Thursday, January 29, 2015

Watch Out, Oil Train!!!

"What's that?"
"Oh, that's the Long Oil Train!"


Oil sagged lower last night during the US market session. Don't worry, it's all good because Oil at $43.XX is "unambiguously good" for the economy, right?

Right?

Unfortunately, I don't think that lower oil is good for the economy (in the US) and I also still don't think we're done with the drop in Oil.

Jesse from The Felder Report has my same sentiments about Oil. (and he holds the same view for the Short Bonds Trade)


I also don't think that this is what fear looks like. To me, it feels like there is way too many people plowing into the oil space now since "it is definitely a no-brainer" that Oil prices cannot stay this low. Give me a nice big blow-out to massacre the leveraged longs, or an extended slow grind lower over the next few months to shake out the weak hands, and then definitely I'll be in the arena joining in on the knife catching party.

Until then though, I would be very wary on the commodity itself and all related O&G counters and their support services sector.

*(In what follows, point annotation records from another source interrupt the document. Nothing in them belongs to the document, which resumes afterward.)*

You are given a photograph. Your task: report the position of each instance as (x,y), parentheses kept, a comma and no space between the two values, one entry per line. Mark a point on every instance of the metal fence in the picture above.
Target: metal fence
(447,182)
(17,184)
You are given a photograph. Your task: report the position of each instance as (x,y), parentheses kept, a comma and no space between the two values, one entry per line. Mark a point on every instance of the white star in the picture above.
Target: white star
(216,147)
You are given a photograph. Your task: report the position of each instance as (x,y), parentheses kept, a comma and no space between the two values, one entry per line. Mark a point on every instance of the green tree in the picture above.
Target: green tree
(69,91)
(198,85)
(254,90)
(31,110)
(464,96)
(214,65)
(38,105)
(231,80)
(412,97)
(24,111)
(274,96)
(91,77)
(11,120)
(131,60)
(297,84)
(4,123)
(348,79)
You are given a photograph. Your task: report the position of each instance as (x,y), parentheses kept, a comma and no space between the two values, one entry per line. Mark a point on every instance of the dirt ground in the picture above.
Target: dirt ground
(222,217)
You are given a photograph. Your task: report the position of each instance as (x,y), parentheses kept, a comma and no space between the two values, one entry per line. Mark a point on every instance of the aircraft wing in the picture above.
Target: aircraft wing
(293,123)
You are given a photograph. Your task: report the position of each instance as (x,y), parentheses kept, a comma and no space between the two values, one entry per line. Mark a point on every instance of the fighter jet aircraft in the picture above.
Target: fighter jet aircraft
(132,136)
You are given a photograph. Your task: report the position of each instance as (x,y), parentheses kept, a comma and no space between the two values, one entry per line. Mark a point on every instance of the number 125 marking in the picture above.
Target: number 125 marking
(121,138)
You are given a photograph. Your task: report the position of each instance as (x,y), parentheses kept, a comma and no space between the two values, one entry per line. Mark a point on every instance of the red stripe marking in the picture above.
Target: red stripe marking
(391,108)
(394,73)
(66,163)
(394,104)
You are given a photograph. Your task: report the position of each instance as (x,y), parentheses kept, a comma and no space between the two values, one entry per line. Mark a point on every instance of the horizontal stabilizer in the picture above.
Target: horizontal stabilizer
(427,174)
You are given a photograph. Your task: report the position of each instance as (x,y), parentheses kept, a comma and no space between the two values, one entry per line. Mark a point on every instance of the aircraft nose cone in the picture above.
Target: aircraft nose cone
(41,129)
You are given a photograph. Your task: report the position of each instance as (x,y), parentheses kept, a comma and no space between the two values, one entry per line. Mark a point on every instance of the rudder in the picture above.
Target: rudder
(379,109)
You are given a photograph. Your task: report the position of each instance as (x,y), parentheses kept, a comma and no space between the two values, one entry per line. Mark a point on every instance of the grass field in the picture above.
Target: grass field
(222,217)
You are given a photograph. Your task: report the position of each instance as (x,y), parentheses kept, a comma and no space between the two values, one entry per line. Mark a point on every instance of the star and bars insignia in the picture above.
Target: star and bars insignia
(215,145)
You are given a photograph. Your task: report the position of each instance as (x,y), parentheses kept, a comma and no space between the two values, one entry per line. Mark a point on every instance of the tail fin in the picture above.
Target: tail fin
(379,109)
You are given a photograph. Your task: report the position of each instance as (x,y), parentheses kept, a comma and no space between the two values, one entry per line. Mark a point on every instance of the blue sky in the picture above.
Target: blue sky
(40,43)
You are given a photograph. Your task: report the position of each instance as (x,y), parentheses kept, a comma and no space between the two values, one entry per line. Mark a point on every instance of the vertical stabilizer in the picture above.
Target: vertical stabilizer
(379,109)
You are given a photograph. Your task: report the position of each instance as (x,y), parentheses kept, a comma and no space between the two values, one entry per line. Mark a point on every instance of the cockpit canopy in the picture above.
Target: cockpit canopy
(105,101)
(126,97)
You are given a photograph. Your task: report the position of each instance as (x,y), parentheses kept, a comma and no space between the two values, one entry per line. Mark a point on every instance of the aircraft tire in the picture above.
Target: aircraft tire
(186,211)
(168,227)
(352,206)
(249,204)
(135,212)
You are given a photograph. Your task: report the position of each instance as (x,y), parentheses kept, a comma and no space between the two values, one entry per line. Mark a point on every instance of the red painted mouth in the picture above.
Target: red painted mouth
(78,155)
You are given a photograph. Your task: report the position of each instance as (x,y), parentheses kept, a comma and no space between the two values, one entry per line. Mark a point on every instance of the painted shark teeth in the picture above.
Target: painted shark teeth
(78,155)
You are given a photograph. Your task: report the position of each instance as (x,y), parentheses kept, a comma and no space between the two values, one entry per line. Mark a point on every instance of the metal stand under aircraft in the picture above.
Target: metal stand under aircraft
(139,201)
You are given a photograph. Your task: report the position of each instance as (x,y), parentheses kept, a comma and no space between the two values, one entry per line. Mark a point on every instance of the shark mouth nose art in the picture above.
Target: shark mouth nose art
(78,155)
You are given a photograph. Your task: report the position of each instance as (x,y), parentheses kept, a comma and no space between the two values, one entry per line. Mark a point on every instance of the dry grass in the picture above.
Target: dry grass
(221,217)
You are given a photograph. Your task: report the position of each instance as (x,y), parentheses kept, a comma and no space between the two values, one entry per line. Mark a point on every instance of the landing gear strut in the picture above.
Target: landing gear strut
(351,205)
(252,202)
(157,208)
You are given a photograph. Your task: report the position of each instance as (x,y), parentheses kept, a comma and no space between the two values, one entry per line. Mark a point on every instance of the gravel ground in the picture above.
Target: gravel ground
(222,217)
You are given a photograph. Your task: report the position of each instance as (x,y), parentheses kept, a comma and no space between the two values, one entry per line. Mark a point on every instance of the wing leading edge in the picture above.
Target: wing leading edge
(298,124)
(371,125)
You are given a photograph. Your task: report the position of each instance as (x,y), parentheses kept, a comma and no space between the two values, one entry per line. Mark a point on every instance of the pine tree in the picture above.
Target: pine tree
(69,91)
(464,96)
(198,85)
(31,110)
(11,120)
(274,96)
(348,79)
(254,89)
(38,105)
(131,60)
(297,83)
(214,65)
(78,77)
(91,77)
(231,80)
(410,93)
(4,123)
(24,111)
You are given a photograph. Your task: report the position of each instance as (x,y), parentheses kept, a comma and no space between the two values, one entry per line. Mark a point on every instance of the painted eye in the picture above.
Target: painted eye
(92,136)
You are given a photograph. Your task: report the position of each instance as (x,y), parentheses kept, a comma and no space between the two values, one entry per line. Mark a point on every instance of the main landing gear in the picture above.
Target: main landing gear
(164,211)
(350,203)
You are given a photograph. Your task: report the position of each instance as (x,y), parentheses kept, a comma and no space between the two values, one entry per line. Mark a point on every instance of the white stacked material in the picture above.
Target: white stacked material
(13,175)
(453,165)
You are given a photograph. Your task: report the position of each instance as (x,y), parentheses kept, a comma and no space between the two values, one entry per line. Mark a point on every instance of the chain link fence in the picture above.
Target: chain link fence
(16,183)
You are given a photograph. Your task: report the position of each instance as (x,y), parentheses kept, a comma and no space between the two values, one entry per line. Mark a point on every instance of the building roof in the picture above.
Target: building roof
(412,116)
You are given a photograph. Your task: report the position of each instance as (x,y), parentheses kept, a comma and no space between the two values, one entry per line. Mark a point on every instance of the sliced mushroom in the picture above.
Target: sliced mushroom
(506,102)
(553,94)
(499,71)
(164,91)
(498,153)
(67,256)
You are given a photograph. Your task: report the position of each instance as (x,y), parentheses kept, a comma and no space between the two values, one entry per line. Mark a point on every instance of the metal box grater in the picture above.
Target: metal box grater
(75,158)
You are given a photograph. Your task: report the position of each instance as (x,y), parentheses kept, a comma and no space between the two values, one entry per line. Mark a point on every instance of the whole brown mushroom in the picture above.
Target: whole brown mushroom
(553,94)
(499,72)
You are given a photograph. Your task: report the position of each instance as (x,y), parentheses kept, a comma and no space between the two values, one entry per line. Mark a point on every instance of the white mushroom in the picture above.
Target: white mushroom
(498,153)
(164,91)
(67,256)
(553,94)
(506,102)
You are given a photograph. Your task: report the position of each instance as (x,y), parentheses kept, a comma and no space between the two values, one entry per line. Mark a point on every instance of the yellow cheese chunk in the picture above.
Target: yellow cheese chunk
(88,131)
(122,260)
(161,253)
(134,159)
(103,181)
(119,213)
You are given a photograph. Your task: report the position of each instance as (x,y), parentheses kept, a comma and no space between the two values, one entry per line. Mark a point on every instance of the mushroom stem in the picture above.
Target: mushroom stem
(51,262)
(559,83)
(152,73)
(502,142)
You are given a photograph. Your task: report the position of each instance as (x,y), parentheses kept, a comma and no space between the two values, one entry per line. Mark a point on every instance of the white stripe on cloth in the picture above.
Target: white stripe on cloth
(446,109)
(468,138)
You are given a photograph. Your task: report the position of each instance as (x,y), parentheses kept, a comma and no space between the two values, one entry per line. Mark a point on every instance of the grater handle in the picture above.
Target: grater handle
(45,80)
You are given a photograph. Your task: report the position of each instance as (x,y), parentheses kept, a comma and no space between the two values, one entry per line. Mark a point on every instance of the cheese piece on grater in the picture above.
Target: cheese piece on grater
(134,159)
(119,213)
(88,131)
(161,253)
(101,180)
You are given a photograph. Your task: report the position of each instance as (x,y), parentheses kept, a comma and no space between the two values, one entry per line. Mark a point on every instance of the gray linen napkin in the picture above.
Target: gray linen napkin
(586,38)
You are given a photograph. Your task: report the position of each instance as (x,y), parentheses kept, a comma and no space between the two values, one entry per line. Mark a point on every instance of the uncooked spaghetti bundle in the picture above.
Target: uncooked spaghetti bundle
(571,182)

From a newbie that started out by shorting the US indices on and off since 2013 until now, I think I have been hit by the train enough times to give my self-recognized expert opinion of, "hey man, train."

2 comments:

  1. Great point, I'm not seeing the requisite fear in the oil markets needed to form a bottom just yet.

    ReplyDelete
    Replies
    1. Hi RetailTrader,

      Oil spiked 8% in the opposite direction I was hoping for last night. *groan*

      If it was a smaller surge, I would just dismiss it as a dead cat bounce, one of the many that has been happening to oil the past few weeks. But this huge reversal candlestick is sending a mixed signal.

      The fear isn't here, but maybe "this time will be different"? Fingers crossed for downside in the future to accumulate!